Budget Green in A Sea of Red on a Green Holiday
The holidays are coming up fast. The question is are you going to stay in the green or see red? Paper and pen are in your hands, you feel ahead of schedule this year, you've asked the family what they want for the holidays, you even have answers. Your next question is how much money do you have to spend? If you are not sure lets start here.
First thing, you write down your categories: Gifts, Food, Outings, Misc…etc. Next, think about how many people you're having over to eat, who are you buying for, what kind of holiday entertainment will you be enjoying this year, and of course there are always incidentals. Break it all down. Put dollars figures next to each category. Be realistic, no fudging the numbers. Putting a dollar amount next to each persons name is helpful. Debt proofing the holidays is about how much cash you save from now till the holidays. I am a big believer in shopping sales and using coupons. A day that I look forward to every year is Black Friday, the day after Thanksgiving. Black Friday is a value oriented day.

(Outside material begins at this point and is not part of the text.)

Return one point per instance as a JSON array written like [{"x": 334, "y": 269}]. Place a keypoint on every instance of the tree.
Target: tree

I put together my gift list including any large house purchases I may be needing. My suggestion is to know what you are looking for ahead of time, go armed with a list and your coupons. Go early and know when to stop. I suggest going it alone unless you have a focused partner helping you find what you need.
Researching items the night before online helps you make better choices when comparison shopping. Wearing a waist belly bag keeps your hands free and you still have a place to put your list and ads/coupons. My extra tip is online shopping the day after Thanksgiving is a great deal day. You save money on gas, time and usually free shipping. Most online stores will honor the same coupons as in store.
Remember your budget is how much you actually have to give for the holidays. If the number is low, that is fine. Holidays are not about financially hurting yourself so someone can have the newest model that will go in the trash before January. The holiday season is about expressing love and appreciation to people who mean the most to you. Both of which can be done without money. An example of how to prioritize your gift decisions is to use a set of categories dividing your gift list into paid gift, made gift and time gift. This year you may want to change around who gets a paid holiday gift.
Paid Gift List:
- Beside each name on the paid gift list, assign a budgeted amount. For example, mom might get $40 and Cousin Louie $15. Double check your math to make sure your total does not exceed the total amount you have decided on for gifts. Your only rule is to not go over budget on each person. A good suggestion is purchasing a tree in someones name or making a donation in someones name to a non profit organization.
Made Gift List:
- What can you make? Most recipients of a homemade tin of cookies, fudge or candy are very appreciative. You might want to create a holiday wreath for someone. Families love updated framed pictures of the kids. If you want a more personalized touch make the frame yourself. Family craft ideas are all over the internet.
- You can make personalized holiday cards with handwritten notes inside.
- Happy holidays Great Uncle Byron. We just wanted to let you know that you are a special part of our family. Thanks for all the time and attention you show us. We’re certainly blessed to have an Great Uncle like you. You may want to include a time gift. Aunt Ethel may need help cleaning up the yard or just cleaning the kitchen. Spending time with family helping one another out creates great holiday memories. You can get creative with this. Cut an old used Christmas card and write your time gift on the back like a coupon.
Whatever you choose to do, make your list and stick with it. Not going into debt during the holiday season can be done with a little bit of planning and perseverance.